News and commentary on Religion, especially Southern religion.

Sunday, September 6, 2009

Legionaries of Christ (well-timed) apology to Regnum Christi

Legionaries of Christ

A letter regarded with some skepticism by critics has been sent to the members and friends of Regnum Christi, the lay movement associated with the Legionaries of Christ.

The letter extends "a special apology on behalf of the Legion" to victims of their founder’s sexual misconduct, and announces recent efforts to move forward.

This letter comes less than a month after reports that Legionaries of Christ founder Marcial Maciel fathered perhaps six children. Not merely the one revealed on Feb. 3.

The American Papist argues that the allegations suggest several conclusions:

  1. Fr. Maciel was an extraordinary, calculating fraud and he ought to be acknowledged as such by the leaders of the Legion and Regnum Christi alike.
  2. The breadth of Fr. Maciel’s crimes makes it nearly impossible that other members of the Legion did not know of them, and they ought to be brought to justice.
  3. The serious financial infraction of misusing lay resources (money, property, etc) for the upkeep of Fr. Maciel’s mistress and his other escapades demands restitution.
  4. The ongoing revelations about Fr. Maciel and his enablers requires an intense examination, person-by-person, of those still charged with the movement’s leadership.

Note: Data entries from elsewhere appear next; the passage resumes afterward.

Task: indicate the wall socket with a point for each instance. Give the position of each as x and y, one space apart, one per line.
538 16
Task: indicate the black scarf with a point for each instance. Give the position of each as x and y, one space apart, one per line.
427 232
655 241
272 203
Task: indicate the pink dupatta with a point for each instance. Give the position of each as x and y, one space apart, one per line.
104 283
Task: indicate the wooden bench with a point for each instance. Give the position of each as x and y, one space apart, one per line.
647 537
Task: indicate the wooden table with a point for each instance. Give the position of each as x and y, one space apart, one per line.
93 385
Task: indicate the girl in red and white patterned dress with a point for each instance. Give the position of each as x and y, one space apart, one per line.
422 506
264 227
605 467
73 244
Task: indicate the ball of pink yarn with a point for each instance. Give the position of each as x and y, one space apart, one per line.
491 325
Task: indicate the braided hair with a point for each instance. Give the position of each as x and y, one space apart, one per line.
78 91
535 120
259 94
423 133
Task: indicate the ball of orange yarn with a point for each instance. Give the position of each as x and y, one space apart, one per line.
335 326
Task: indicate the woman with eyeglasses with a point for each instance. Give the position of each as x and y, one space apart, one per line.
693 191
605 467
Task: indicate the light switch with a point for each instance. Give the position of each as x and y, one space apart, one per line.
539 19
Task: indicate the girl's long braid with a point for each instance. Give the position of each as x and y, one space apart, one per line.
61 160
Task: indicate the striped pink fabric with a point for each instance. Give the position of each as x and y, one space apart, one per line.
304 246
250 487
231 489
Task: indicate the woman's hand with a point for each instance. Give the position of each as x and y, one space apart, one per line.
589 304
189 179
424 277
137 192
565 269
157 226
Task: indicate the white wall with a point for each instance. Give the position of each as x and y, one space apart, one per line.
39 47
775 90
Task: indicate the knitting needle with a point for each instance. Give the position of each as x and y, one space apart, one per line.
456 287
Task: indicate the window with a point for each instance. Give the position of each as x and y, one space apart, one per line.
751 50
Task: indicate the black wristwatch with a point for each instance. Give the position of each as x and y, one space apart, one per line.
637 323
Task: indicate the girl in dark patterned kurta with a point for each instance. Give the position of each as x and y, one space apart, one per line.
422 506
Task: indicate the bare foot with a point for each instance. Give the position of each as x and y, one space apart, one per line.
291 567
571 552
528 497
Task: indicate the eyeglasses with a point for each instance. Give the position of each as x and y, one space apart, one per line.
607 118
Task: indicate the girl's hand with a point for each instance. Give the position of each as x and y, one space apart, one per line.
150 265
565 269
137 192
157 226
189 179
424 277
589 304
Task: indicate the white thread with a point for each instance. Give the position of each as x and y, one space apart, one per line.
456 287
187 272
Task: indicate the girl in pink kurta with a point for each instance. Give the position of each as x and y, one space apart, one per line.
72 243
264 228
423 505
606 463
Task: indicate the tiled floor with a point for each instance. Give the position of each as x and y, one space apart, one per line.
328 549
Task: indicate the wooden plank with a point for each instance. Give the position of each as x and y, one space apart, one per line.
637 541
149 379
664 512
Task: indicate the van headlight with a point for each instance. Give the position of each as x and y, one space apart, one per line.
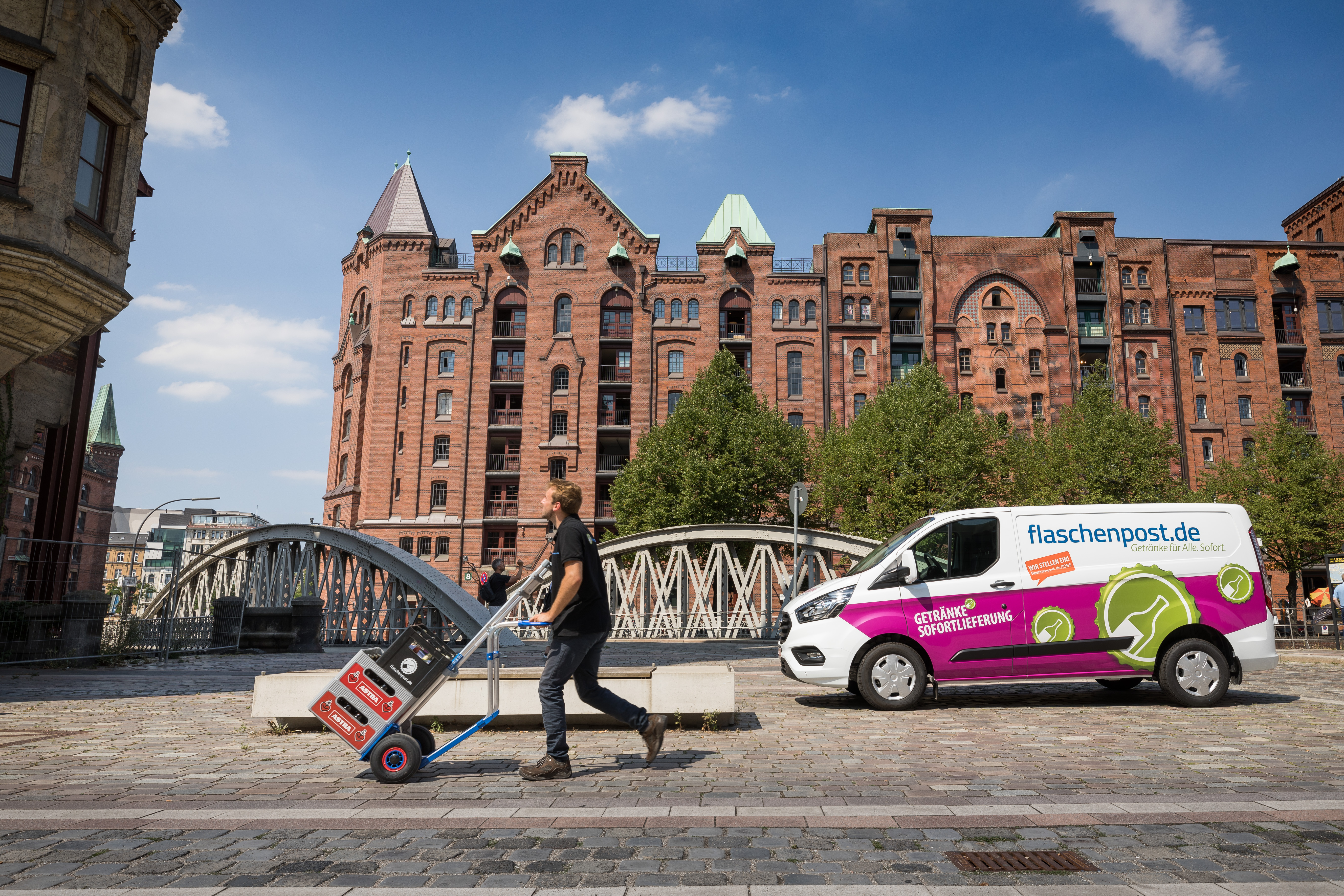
826 606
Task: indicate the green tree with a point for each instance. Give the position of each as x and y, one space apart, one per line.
725 456
1099 452
910 452
1293 491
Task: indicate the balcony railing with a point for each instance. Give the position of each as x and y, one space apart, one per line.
611 463
502 508
440 258
504 463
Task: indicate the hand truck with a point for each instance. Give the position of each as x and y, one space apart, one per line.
371 703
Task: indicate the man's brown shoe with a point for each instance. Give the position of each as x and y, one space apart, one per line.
654 737
549 769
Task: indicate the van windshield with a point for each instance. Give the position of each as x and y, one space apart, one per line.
889 547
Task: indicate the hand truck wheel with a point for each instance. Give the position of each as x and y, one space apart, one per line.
425 738
396 759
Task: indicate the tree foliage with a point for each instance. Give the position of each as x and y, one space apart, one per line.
912 452
1099 452
724 456
1293 491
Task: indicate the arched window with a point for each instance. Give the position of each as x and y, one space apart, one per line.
562 315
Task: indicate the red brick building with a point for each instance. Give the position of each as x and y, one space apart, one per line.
463 382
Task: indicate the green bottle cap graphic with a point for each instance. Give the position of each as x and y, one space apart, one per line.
1051 624
1236 583
1144 604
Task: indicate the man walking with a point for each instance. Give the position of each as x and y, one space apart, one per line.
580 626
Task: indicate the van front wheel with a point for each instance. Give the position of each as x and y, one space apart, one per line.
893 676
1194 673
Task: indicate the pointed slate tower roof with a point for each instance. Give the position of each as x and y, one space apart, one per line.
401 209
103 421
736 211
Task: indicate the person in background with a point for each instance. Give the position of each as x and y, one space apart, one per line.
581 621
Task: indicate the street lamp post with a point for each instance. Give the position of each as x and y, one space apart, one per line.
135 544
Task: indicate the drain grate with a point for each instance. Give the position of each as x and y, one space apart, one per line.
1034 860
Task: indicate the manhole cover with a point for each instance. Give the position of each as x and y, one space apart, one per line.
1034 860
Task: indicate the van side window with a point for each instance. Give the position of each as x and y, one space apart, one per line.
960 549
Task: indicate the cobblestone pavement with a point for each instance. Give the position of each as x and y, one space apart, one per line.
159 777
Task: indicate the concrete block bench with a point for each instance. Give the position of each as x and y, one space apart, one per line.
284 699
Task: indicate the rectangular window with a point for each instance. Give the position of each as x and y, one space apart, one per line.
14 112
93 166
1236 314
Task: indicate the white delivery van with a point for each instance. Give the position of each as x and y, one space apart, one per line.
1115 593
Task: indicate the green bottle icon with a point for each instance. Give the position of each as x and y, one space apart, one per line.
1142 625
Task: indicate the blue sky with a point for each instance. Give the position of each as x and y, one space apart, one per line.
275 127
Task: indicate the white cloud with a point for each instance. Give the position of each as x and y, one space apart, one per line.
178 30
1160 30
186 120
161 304
585 124
232 343
302 476
295 396
200 391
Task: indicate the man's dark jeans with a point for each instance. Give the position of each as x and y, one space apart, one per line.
579 656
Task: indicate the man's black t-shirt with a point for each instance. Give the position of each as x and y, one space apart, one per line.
588 612
499 589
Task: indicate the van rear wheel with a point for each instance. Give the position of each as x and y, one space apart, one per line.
1194 673
893 676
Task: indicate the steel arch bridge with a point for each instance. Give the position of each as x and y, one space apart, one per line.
682 582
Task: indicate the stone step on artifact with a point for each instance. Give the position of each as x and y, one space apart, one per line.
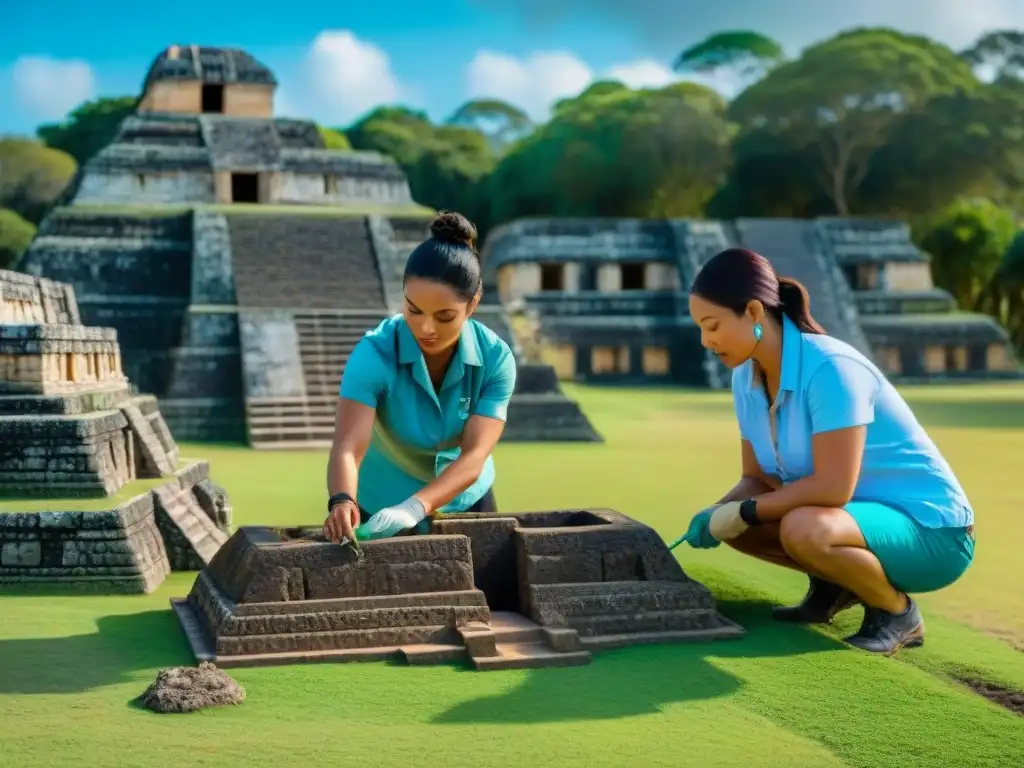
502 591
519 643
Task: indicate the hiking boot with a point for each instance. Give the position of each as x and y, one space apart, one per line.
882 632
822 601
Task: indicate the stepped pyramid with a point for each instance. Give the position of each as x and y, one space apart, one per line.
611 296
72 427
238 258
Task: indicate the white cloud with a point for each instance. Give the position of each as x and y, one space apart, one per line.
49 87
643 74
531 83
349 76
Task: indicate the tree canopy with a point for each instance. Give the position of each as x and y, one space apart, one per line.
15 235
88 128
840 98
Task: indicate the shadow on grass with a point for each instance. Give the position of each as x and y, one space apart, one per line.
640 680
1001 414
121 646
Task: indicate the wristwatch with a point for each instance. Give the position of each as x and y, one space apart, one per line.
337 499
749 512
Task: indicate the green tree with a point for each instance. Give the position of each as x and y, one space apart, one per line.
647 153
967 243
1010 283
15 236
842 96
769 177
333 139
962 143
500 122
32 177
748 53
1000 52
88 128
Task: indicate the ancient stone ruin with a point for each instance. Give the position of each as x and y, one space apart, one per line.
610 296
240 260
500 591
72 430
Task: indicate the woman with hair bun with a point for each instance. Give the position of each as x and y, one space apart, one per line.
840 480
423 400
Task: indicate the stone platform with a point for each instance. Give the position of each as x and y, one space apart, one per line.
130 548
503 591
85 445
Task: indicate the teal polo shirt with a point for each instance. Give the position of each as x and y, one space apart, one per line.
418 430
826 385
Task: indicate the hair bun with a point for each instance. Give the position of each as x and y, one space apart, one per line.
455 228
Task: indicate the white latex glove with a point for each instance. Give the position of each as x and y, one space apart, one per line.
725 521
391 520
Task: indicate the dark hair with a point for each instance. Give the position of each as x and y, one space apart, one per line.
449 256
736 276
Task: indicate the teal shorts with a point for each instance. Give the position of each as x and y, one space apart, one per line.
914 557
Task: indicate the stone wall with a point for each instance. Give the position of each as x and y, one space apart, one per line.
128 548
53 359
272 367
29 300
90 454
330 188
127 187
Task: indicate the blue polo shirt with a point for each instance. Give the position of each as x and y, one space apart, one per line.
418 430
825 385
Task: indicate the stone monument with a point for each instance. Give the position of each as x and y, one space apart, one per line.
238 258
501 591
610 296
120 509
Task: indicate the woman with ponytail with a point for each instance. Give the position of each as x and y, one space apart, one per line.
423 400
840 480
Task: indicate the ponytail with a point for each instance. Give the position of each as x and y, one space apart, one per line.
795 303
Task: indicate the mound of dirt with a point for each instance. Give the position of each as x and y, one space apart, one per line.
190 688
1013 700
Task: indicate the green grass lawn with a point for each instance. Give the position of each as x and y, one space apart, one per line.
70 667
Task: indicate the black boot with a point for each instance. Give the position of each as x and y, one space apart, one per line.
882 632
822 601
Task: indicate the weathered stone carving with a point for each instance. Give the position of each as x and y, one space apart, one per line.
204 216
504 591
70 426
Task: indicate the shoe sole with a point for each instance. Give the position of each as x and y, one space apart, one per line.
914 641
817 620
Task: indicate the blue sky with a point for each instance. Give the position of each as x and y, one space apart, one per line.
335 60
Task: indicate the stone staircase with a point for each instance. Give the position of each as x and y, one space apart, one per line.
326 340
796 251
321 276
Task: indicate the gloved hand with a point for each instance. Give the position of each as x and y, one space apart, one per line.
697 535
725 521
391 520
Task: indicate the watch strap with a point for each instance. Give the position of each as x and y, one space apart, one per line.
337 499
749 512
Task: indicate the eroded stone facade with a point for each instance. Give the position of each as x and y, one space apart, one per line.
609 295
504 591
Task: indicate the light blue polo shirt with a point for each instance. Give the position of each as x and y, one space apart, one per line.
825 385
417 431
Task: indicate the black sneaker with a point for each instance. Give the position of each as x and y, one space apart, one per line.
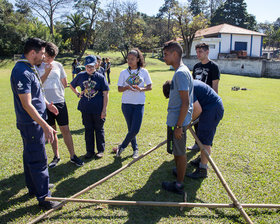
89 155
54 162
48 204
173 187
77 161
120 150
198 173
195 147
196 162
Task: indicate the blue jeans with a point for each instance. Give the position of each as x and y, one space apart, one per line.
94 125
133 115
35 160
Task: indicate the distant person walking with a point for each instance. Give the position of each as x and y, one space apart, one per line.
206 71
54 81
108 69
133 82
75 64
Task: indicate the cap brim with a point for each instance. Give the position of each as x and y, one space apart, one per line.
91 64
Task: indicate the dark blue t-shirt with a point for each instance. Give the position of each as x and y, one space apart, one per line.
205 95
93 87
23 80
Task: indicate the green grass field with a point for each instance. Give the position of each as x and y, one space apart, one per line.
246 150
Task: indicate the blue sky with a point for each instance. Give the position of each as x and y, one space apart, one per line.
264 10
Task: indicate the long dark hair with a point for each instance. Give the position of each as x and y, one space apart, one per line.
138 54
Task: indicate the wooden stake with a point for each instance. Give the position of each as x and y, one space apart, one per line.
224 183
161 204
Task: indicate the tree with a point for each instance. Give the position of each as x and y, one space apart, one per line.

Coverup has long been the the Legion's approach. An earlier, incomplete letter. Well-time revelations. Those were preceded legal actions to silence former members and suppress documents. But some documents affirming the Legion's cult-like practices still leaked out and are available for download.

The implosion of the Legionaries of Christ is “unique in modern church history,” writes Jason Berry of New Orleans for the Hartford Courant. This is the result of issues which date to the 1950s, Berry explains in the Hartford Courant:

In 1997, Gerald Renner and I reported in The Courant on sex abuse accusations against Maciel by nine men who had been Legion seminarians in Spain and Rome in the 1950s. Juan Vaca, who said his abuse began at age 12, produced documents he sent to the Vatican in the 1970s and in 1989, to Pope John Paul II. Each time, the Vatican failed to act.

There is now a Vatican inquiry under way. As we have suggested since February, Maciel’s history of predation and cult leadership style shaped the order’s culture. An outside investigation was required. What of new leadership, also needed?